Social environments, segregation linked to high COVID-19 death rate among Blacks, study finds

A new study conducted by a researcher at Ohio University has found that residential segregation was a contributing factor in the disproportionate numbers of deaths among African Americans from COVID-19. 

The results of the study were reviewed and reported by The Atlanta Journal-Constitution. Berkeley Franz’s research examined the relationship between systemic racism, residential segregation and racial/ethnic disparities as it relates to the deadly ongoing pandemic for the journal Ethnicity & Disease. 

A man in Tampa, Florida, gets the Moderna COVID-19 vaccination in February 2021 as part of Bible-Based Fellowship Church partnering with the Pasco County Health Department and Army National Guard to help residents 65 and older protect themselves from the virus. (Photo: Octavio Jones/Getty Images)
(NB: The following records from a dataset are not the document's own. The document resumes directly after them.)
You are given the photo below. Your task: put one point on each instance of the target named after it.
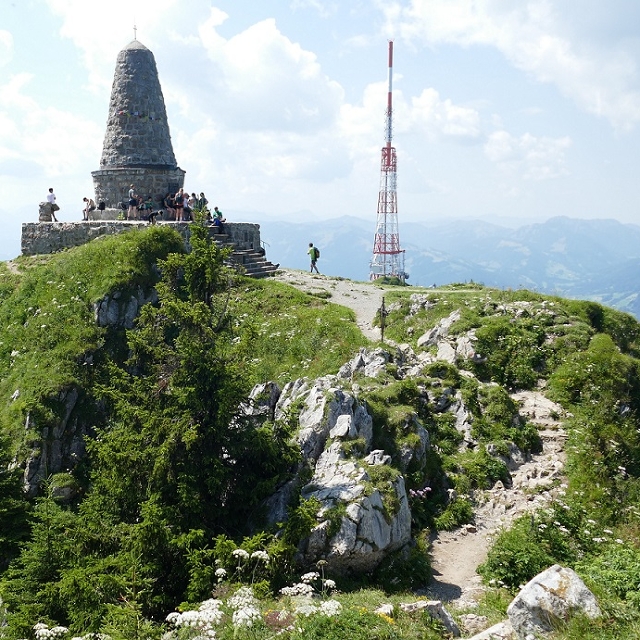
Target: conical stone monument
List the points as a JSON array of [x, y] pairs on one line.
[[137, 146]]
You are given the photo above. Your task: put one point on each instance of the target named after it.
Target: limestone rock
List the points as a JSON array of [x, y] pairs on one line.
[[550, 597], [500, 631], [473, 623], [368, 362], [114, 309]]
“We were interested in doing this study because racial and ethnic disparities have been apparent amid COVID-19, and for some Americans, this may have been one of the first times they’ve learned about disparities,” Franz told The AJC. “Health disparities are present with almost every illness and have persisted for years, and the gap isn’t closing, especially between Black and white Americans. We wanted to understand what was driving those disparities to find better ways to reduce them.”

Franz led three other researchers in assessing deaths from the virus through December 2020 using metrics for evaluating systemic racism, as well as socioeconomic factors. They determined that the death rate was higher among African Americans because of social environments rather than physiology or genetics. Resources like health care, employment opportunities and quality education access were all considered. 

According to this research, 102.1 of every 100,000 Black residents died of COVID-19 compared to 73.1 of every 100,000 white residents. The CDC reported that Blacks were 1.7 times more likely to die from the virus than whites.

“Race doesn’t strongly shape if an individual gets infected with COVID-19, as infection rates are similar by race,” Franz said. “But race does relate to how severe the disease is and if you die from it.”

“Racial disparities are baked into American institutions, whether that is in education systems, health care or neighborhoods,” she continued, “and we found that the more residential segregation there was in a state, the better (a) predictor it was for how many people were dying of COVID and who was dying.”

The conclusion in the abstract of the study says: “More attention should be given to the mechanisms by which infectious disease pandemics exacerbate health disparities in areas of high residential segregation and should inform more targeted health poli­cies. Such policy changes stand to make all American communities more resilient in the face of new and emerging infec­tious diseases.”